“I want no time,” Arthur declared. “My only difficulty is about the money. My mother’s six thousand is charged on Garth, you see.”

This was a fact well known to Ovington, and one which he had taken into his reckoning. Perhaps, but for it, he had not been making the offer at this moment. But he concealed his satisfaction and a smile, and “Isn’t there a provision for calling it up?” he said.

“Yes, there is—at three months. But I am afraid that my mother——”

“Surely she would not object under the circumstances. The increased income might be divided between you so that it would be to her profit as well as to your advantage to make the change. Three months, eh? Well, suppose we say the money to be paid and the articles of partnership to be signed four months from now?”

Difficulties never loomed very large in this young man’s eyes. “Very good, sir,” he said. “Upon my honor, I don’t know how to thank you.”

“It won’t be all on your side,” the banker answered good-humoredly. “Your name’s worth something, and you are keen. I wish to heaven you could infect Clement with a tithe of your keenness.”

“I’ll try, sir,” Arthur replied. At that moment he felt that he could move mountains.

“Well, that’s settled, then. Send Rodd to me, will you, and do you see if I have left my pocket-book in the house. Betty may know where it is.”

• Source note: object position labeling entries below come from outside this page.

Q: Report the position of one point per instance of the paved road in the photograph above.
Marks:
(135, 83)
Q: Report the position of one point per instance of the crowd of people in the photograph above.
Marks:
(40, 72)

Arthur went through the bank, stepping on air. He gave Rodd his message, and in a twinkling he was in the house. As he crossed the hall his heart beat high. Lord, how he would work! What feats of banking he would perform! How great would he make Ovington’s, so that not only Aldshire but Lombard Street should ring with its fame! What wealth would he not pile up, what power would he not build upon it, and how he would crow, in the days to come, over the dull-witted clod-hopping Squires from whom he sprang, and who had not the brains to see that the world was changing about them and their reign approaching its end!

For at this moment he felt that he had it in him to work miracles. The greatest things seemed easy. The fortunes of Ovington’s lay in the future, the cycle half turned—to what a point might they not carry them! During the last twelve months he had seen money earned with an ease which made all things appear possible; and alert, eager, sanguine, with an inborn talent for business, he felt that he had but to rise with the flowing tide to reach any position which wealth could offer in the coming age—that age which enterprise and industry, the loan, the mill, the furnace were to make their own. The age of gold!